Une pénurie de médicaments chimio montre la vulnérabilité des chaînes d’approvisionnement des soins de santé

La semaine dernière, l’American Society of Health-System Pharmacists (ASHP) a publié les résultats d’un sondage auprès des membres pour évaluer la gravité de ces pénuries. Les pénuries de médicaments ne sont pas nouvelles, mais les résultats de plus de 1 000 pharmaciens suggèrent que la crise actuelle est particulièrement préoccupante. Plus de 99 % des répondants, presque tous des pharmaciens travaillant pour des hôpitaux ou des systèmes de santé, ont déclaré faire face à des pénuries de médicaments. Dans certains cas, les pénuries sont ennuyeuses mais gérables.
« Nous parlons de choses que nous pouvons facilement remplacer par autre chose. Ou nous pouvons fournir un dosage différent ou une voie d’administration différente », explique Michael Ganio, directeur principal de Pratique et qualité de la pharmacie à l’ASHP. Mais dans cette dernière enquête, près d’un tiers des personnes interrogées ont déclaré que les pénuries actuelles avaient contraint leur hôpital à rationner, retarder ou annuler des traitements ou des procédures. « C’est significatif », ajoute-t-il.
La crise actuelle des médicaments anticancéreux découle d’un incident survenu l’automne dernier. De nombreux produits pharmaceutiques vendus aux États-Unis sont fabriqués à l’étranger. En novembre, la Food and Drug Administration a visité l’une de ces usines en Inde, une installation appartenant à Intas Pharmaceuticals.
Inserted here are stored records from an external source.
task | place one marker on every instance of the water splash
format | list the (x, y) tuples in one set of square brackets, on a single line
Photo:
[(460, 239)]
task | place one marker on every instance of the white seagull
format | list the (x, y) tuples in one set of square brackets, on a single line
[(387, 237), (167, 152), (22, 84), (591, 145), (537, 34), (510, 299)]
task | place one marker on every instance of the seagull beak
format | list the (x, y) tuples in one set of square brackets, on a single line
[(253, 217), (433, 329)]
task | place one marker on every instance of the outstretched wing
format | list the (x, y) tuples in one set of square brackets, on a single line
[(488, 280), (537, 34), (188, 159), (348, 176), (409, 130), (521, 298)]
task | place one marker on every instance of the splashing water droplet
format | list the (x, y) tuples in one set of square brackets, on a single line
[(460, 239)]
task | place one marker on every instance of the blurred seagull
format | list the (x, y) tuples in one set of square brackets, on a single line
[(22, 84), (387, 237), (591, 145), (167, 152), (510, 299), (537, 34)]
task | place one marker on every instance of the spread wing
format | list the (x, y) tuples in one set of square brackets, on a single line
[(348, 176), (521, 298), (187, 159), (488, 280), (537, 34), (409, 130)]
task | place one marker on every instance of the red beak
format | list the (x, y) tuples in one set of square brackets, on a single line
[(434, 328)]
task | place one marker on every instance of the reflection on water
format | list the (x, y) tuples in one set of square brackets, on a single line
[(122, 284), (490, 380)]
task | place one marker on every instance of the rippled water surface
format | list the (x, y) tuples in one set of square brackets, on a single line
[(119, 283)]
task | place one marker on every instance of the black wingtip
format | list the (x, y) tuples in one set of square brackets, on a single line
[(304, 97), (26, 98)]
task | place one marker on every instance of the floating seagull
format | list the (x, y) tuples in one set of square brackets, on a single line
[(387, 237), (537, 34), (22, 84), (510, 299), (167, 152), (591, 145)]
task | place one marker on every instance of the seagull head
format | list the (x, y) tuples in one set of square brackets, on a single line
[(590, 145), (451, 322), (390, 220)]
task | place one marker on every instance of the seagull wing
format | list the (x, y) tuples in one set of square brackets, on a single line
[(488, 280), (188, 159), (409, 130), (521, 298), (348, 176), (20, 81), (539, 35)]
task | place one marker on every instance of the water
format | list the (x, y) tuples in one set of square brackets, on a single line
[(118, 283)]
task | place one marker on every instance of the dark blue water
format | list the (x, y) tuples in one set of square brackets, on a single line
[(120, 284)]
Les inspecteurs ont observé de nombreuses violations liées au contrôle de la qualité et à l’intégrité des données. En conséquence, l’usine a arrêté la production. C’était le premier domino à tomber dans une chaîne qui conduirait à une pénurie nationale de médicaments contre le cancer.
Avant la fermeture, Intas produisait environ 50 % de l’approvisionnement américain en cisplatine, un médicament anticancéreux courant utilisé pour traiter les cancers des testicules, des ovaires, de la vessie, de la tête et du cou, des poumons et du col de l’utérus. Lorsque l’usine a arrêté la production, les autres fabricants n’ont pas été en mesure d’accélérer suffisamment pour éviter un manque à gagner. Les fabricants n’ont pas ce genre de capacité de pointe. Si une entreprise produit systématiquement 10 % de part de marché, « quelle est leur incitation à avoir la capacité de produire 30 ou 40 % ? » dit Mariana Socal, chercheuse en politique de santé à la Johns Hopkins Bloomberg School of Public Health.
Comme le cisplatine est devenu rare, les oncologues sont passés au carboplatine, un autre traitement anticancéreux courant, également produit par Intas. Intas ne produisant plus de carboplatine et la demande croissante, ce médicament est désormais également en pénurie. C’était « comme un effet d’entraînement dans la chaîne d’approvisionnement », dit Socal.
Une enquête auprès des centres de cancérologie américains en mai a révélé qu’un énorme 93% connaissaient des pénuries de carboplatine.
L’impact sur les patients a été profond. Certains ont reçu des doses plus faibles. D’autres ont dû sauter ou retarder des traitements. Certaines organisations médicales conseillent aux médecins de réserver le cisplatine et le carboplatine aux patients qui ont une chance de guérison.
« Cette pénurie entraînera la mort de personnes », a déclaré Ravi Rao, oncologue dans un centre de cancérologie de Fresno, en Californie, au New York Times. « Il n’y a tout simplement pas moyen de contourner cela. Vous ne pouvez pas supprimer ces médicaments qui sauvent des vies et ne pas avoir de mauvais résultats.